Con i perseguitati non contro i persecutori
di ENZO BIANCHI
La situazione dei cristiani in alcuni paesi del Medio Oriente si fa sempre più drammatica e non serve più di tanto interrogarsi con il senno di poi sull’opportunità e le modalità con cui sono stati smantellati
La Stampa, 7 novembre 2010
“Se mi capitasse un giorno (e potrebbe essere oggi) di essere vittima del terrorismo che sembra voler coinvolgere ora tutti gli stranieri che vivono in Algeria, vorrei che la mia comunità, la mia chiesa, la mia famiglia ... sapessero associare questa morte a tante altre ugualmente violente, lasciate nell’indifferenza dell’anonimato. La mia vita non ha più valore di un’altra. Non ne ha neanche meno”. Queste parole – che aprono il testamento spirituale di fr. Christian , il priore del monastero trappista in Algeria, rapito e ucciso assieme a sei confratelli – mi ritornano alla mente ogni volta che i riflettori si posano su una tragedia che colpisce i cristiani in tante parti del mondo sfigurate dalla violenza. Nei nostri paesi occidentali, un tempo caratterizzati dalla cristianità, solo recentemente riecheggiano con maggior forza e impatto drammatiche notizie di massacri di inermi e innocenti quando questi sono perpetrati contro i cristiani, ma non possiamo dimenticare l’immenso carico di sofferenze che in situazioni di guerra e di terrorismo si riversa sull’insieme della popolazione, in particolare la più povera e indifesa, di qualunque fede essa sia.
Analogamente provo disagio nel leggere un malcelato compiacimento in chi commenta drammatiche notizie – come la strage di cristiani all’interno di una chiesa di Baghdad – con accenti più di odio verso il “nemico” che di compassione e di dolore nei confronti di “correligionari” dei quali fino al giorno prima ignorava addirittura l’esistenza. Anche qui le parole di fr. Christian possono aiutarci a un maggiore discernimento: “So il disprezzo con il quale si è arrivati a circondare gli algerini globalmente presi.
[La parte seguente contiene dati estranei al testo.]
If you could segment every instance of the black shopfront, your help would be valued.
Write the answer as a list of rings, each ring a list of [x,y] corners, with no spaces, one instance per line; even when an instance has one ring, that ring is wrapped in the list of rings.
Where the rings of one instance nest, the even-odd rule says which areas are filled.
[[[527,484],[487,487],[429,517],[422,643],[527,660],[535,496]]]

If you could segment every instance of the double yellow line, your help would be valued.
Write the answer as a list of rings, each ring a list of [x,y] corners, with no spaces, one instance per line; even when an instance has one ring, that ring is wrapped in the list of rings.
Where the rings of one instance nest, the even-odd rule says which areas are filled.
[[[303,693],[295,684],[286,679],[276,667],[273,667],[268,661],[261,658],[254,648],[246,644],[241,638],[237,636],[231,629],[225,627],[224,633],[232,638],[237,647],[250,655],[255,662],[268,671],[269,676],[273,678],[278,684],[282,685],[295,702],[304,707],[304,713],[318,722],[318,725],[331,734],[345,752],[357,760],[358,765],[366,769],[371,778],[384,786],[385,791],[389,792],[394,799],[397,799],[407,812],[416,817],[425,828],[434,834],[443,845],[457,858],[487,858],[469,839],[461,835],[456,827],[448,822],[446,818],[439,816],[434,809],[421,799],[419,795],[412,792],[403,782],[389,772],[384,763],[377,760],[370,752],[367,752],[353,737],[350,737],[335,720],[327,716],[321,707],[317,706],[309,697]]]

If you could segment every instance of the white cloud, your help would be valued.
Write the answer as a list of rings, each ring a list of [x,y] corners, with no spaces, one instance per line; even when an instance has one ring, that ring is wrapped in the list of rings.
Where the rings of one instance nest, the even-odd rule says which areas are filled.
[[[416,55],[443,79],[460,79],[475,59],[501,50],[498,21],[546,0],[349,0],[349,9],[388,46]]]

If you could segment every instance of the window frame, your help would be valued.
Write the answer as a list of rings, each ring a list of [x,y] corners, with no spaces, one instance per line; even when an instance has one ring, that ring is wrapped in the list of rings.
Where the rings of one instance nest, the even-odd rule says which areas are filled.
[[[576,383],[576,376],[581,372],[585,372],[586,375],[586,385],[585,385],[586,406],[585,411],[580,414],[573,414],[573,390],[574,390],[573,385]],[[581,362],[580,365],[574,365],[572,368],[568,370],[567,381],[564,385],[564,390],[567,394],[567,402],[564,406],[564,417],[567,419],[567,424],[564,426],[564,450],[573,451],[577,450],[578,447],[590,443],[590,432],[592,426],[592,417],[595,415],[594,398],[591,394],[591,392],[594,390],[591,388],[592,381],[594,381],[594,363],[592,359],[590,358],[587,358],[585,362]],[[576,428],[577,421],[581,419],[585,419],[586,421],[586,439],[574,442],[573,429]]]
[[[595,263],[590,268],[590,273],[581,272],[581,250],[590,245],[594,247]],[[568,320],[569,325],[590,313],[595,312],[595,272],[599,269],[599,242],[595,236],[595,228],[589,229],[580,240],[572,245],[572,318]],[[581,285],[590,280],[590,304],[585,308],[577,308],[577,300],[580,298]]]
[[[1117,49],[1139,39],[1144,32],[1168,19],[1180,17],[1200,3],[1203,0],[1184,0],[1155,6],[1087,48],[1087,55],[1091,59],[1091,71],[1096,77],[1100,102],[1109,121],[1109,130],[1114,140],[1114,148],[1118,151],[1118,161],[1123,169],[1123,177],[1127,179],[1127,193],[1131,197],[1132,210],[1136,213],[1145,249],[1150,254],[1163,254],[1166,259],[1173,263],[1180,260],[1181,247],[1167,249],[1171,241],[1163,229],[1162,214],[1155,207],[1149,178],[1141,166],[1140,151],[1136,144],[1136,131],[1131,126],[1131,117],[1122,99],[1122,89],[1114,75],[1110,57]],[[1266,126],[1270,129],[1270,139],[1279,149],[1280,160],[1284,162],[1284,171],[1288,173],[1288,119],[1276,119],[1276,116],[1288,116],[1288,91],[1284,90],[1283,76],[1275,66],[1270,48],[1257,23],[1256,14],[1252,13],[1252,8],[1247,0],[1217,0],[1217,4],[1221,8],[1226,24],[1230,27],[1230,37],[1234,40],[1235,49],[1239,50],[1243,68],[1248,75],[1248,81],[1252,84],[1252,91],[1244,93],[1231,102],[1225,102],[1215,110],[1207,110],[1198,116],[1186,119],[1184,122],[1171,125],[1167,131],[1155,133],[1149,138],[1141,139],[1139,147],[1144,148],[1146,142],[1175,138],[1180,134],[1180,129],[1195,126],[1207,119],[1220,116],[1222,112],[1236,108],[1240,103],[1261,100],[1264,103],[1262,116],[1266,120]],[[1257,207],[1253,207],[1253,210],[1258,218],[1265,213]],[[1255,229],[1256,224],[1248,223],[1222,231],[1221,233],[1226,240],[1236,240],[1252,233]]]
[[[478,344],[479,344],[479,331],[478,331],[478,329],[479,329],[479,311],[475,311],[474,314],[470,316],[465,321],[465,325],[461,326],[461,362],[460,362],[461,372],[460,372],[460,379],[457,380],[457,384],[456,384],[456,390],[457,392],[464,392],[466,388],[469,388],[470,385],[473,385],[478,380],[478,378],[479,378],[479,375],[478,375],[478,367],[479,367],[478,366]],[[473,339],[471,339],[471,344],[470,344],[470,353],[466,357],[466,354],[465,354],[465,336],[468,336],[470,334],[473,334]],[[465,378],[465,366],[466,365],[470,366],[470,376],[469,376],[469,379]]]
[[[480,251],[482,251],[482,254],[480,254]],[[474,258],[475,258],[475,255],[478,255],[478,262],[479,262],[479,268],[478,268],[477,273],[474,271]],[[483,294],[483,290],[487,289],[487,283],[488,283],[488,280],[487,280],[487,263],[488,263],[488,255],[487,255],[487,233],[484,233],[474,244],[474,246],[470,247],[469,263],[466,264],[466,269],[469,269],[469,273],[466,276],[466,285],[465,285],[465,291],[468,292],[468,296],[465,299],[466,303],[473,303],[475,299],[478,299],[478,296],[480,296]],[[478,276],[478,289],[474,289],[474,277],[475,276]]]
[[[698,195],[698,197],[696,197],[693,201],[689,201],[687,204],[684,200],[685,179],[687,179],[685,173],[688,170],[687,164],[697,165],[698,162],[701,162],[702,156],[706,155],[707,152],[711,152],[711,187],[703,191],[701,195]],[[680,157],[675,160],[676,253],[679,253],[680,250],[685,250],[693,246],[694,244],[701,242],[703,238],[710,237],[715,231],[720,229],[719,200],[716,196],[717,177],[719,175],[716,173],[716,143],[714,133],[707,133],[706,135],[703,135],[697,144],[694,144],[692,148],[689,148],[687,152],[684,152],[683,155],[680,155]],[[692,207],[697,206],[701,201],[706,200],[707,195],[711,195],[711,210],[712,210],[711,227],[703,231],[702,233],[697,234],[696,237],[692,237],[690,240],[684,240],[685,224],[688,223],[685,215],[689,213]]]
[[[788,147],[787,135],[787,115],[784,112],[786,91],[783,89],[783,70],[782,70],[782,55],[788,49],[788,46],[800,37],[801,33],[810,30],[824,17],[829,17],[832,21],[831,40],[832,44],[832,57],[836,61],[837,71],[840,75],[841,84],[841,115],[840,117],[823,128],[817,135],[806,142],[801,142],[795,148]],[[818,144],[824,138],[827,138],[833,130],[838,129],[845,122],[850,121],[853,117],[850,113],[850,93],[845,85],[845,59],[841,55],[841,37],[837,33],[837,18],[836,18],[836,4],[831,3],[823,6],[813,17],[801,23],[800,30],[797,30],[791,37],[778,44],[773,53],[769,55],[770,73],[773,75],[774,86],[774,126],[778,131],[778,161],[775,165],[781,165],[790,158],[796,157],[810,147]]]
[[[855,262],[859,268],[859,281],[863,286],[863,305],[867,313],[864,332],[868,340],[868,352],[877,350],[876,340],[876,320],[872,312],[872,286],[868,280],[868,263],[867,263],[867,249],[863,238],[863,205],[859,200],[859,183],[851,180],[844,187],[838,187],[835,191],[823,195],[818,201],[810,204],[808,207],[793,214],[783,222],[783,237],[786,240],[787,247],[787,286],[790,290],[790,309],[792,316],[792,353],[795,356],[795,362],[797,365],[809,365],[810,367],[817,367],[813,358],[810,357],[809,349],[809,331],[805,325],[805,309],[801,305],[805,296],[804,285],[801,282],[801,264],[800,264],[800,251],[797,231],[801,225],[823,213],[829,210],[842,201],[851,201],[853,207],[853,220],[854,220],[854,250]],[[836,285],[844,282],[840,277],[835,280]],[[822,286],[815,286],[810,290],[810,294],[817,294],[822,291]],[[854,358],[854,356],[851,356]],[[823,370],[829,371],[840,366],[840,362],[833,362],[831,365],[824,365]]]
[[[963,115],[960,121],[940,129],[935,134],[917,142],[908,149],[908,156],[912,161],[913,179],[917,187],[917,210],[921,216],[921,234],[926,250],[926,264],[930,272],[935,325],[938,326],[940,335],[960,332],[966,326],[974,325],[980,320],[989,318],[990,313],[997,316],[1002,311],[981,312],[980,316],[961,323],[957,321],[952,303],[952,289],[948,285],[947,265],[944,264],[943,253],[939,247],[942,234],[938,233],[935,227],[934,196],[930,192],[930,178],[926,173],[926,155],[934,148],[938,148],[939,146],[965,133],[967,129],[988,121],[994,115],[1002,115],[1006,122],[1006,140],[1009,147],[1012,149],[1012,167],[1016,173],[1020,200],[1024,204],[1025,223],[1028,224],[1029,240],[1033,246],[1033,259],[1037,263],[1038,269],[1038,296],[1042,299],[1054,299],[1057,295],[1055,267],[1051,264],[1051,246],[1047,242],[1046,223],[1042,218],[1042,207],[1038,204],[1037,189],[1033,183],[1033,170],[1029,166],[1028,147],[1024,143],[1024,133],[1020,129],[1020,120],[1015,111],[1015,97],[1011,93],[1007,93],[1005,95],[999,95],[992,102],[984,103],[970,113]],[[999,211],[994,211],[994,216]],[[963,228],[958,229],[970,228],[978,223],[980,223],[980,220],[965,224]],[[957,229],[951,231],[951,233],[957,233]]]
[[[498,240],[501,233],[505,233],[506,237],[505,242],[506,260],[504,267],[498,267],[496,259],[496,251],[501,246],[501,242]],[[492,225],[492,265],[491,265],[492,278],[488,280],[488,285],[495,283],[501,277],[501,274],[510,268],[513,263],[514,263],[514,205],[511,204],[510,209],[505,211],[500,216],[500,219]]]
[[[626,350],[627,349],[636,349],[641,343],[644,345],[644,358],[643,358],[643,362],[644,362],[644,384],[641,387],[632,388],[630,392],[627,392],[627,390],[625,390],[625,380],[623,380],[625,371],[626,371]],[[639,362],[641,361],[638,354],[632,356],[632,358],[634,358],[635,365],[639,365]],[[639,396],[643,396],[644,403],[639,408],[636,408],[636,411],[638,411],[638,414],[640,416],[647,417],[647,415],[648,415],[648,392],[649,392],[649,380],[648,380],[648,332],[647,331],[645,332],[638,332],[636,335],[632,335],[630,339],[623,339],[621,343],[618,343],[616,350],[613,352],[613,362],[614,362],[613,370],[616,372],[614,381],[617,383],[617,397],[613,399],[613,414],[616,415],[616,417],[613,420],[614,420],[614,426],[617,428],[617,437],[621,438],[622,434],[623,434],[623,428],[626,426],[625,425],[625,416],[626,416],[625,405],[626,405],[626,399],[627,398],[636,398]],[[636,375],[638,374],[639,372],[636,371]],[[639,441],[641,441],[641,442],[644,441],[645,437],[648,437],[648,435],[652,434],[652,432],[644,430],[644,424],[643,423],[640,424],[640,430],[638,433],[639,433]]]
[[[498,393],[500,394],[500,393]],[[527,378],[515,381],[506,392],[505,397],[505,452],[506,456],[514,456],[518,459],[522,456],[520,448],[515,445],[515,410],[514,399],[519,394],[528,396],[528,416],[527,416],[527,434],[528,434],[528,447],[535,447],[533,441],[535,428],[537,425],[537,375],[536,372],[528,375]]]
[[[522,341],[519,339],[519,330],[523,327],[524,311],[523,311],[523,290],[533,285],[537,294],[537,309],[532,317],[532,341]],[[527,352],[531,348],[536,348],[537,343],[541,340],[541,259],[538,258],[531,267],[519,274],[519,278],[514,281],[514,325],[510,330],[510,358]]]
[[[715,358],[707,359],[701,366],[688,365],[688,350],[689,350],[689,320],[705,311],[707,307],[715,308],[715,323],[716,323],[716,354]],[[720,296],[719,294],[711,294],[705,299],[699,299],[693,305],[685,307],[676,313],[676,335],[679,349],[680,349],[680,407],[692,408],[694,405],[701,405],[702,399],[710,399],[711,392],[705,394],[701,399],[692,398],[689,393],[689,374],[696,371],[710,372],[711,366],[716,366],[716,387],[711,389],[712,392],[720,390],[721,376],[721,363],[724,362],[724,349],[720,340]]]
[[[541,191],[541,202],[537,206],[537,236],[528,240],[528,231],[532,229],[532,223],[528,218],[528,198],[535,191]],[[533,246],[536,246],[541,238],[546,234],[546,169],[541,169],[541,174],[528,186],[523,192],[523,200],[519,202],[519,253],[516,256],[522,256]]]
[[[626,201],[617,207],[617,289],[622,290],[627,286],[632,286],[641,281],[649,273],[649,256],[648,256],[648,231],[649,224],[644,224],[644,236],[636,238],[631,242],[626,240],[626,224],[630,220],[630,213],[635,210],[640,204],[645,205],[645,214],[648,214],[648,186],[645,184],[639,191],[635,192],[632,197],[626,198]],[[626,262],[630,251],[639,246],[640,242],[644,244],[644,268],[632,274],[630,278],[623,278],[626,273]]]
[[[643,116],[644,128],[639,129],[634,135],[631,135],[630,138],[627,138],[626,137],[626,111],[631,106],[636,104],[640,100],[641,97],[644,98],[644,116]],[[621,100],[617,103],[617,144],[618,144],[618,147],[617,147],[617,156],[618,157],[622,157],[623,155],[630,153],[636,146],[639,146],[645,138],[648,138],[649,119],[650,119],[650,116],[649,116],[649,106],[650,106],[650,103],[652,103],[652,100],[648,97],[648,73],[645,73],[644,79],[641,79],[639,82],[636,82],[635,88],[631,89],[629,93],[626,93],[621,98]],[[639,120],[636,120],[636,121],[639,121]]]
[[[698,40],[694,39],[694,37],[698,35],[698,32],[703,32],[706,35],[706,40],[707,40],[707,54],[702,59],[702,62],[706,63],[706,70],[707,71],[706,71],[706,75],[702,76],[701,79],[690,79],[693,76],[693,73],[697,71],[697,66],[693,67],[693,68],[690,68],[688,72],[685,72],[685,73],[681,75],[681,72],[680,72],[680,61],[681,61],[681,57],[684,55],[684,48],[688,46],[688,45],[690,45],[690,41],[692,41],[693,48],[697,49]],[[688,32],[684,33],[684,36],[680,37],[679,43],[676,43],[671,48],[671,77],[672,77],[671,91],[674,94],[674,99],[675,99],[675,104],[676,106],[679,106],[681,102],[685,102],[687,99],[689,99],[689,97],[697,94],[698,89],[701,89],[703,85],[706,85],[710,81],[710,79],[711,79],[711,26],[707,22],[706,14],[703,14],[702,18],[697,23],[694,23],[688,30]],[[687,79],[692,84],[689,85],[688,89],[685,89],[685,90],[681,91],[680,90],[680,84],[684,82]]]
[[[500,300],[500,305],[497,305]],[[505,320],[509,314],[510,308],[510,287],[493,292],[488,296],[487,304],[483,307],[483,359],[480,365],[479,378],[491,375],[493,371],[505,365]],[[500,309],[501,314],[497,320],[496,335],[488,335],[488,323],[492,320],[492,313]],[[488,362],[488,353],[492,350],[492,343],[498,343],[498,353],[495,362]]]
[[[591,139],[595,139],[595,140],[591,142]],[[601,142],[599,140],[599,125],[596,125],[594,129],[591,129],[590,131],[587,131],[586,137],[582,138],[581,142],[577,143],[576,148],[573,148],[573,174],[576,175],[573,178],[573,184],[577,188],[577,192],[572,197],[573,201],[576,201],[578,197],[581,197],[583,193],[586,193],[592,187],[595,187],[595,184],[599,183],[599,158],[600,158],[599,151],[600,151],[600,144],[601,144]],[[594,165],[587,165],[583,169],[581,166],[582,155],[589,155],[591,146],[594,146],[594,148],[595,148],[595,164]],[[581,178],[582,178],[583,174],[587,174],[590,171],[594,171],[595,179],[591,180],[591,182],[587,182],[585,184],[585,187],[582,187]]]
So anche le caricature dell’islam che un certo islamismo incoraggia. È troppo facile mettersi a posto la coscienza identificando questa via religiosa con gli integralismi dei suoi estremisti”. Non dovremmo dimenticare che ci sono musulmani che soffrono per la situazione politica e sociale attuale e che riconoscono il valore della presenza dei cristiani, chiedendo loro di restare perché la loro permanenza è memoria attiva di un passato non solo di tolleranza ma a volte di convivenza feconda. Basterebbe rileggere gli interventi degli osservatori musulmani al recente Sinodo sul Medio Oriente tenutosi in Vaticano, un sunnita e uno sciita, provenienti dal Libano e dall’Iran: l’intolleranza verso i cristiani “è un tentativo di lacerare il tessuto delle nostre società nazionali costruito da molti secoli ... l’emigrazione dei cristiani è un impoverimento dell’identità araba, della sua cultura e della sua autenticità”.